Betula just being Betula, took some recent piccies of her... we went to the vets for her booster last week, the vet was rubbing her hands together as i walked in saying she'd be excited all day saying she loved bengals and had never met an F5 bengal lol we had veterinary students and everything, Betula is a celeb!!!









She gives paw for treats 








chatting away to the birds








Its a tough life being a celeb








































If you want an interview you have to go through my agent


----------



## sullivan (Aug 29, 2008)

sHES VERY PRETTY GORG CAT .


----------



## ChinaBlue (Feb 3, 2008)

A real stunner!


----------



## FREE SPIRIT (Jul 8, 2009)

Stunning cat....lovely pics.


----------



## Abooksigun (Oct 16, 2008)

What a beautiful photogenic lady!
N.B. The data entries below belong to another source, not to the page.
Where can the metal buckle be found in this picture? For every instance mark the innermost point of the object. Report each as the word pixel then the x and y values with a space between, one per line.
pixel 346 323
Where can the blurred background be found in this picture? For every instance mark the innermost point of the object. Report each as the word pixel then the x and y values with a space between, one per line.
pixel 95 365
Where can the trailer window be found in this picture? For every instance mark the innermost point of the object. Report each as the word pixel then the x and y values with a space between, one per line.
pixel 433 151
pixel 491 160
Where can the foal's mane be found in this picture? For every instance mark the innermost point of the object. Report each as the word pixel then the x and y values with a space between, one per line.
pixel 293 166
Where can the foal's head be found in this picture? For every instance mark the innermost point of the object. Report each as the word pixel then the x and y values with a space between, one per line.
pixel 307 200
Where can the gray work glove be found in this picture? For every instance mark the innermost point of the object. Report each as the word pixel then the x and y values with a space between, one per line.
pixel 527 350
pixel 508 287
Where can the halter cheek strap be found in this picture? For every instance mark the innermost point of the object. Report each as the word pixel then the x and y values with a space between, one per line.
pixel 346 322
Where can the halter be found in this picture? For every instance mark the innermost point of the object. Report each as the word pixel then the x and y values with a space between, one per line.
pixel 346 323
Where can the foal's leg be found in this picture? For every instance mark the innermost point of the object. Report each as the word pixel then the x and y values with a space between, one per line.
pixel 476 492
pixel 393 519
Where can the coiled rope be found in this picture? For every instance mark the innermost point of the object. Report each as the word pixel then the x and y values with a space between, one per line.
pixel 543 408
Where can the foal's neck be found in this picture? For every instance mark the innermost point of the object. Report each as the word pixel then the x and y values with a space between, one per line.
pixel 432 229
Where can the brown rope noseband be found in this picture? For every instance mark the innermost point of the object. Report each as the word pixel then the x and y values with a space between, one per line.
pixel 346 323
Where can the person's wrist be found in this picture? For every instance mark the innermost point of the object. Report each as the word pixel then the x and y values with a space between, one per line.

Fantastic pics, thank you for sharing


----------



## Milly22 (Sep 15, 2008)

Beautiful!


----------



## Nicky09 (Feb 26, 2009)

She is a gorgeous cat. I can understand her being a celebrity who wouldn't want to meet her


----------



## Guest (Aug 3, 2009)

what a gorgeous cat you have!!! xx


----------



## tylow (Feb 11, 2009)

Great photo's  Especially like the fourth pic showing off her wee black feet


----------



## xkittenx (Jul 3, 2009)

She is very striking...beautiful


----------



## Crocky (Jul 31, 2009)

What a beauty... She' s so gorgeous!!!


----------



## crofty (May 2, 2008)

Thankyou everyone x


----------



## littlekitty (May 5, 2009)

Gorgeous girl and stunning markings.


----------



## Yourgifts Ourgifts (Apr 12, 2009)

Stunning Eyes..


----------



## Dozymoo (Feb 26, 2009)

She really is a very beautiful cat! Stunning!  xx


----------



## Taylorbaby (Jan 10, 2009)

she is lovely!  

My girl is a F5 and she is ALOT more nutty/demanding that my other SBT bengals!!!


----------



## crofty (May 2, 2008)

Taylorbaby said:


> she is lovely!
> 
> My girl is a F5 and she is ALOT more nutty/demanding that my other SBT bengals!!!


Yeh I think Crystal my Tiffanie has decided to copy her too!


----------



## amylou8 (Mar 3, 2009)

Wow, she is stunning!


----------



## Flissy (Jul 27, 2009)

Can I have her please?


----------



## KittyKat1 (May 28, 2009)

She's gorgeous! Stunning eyes!


----------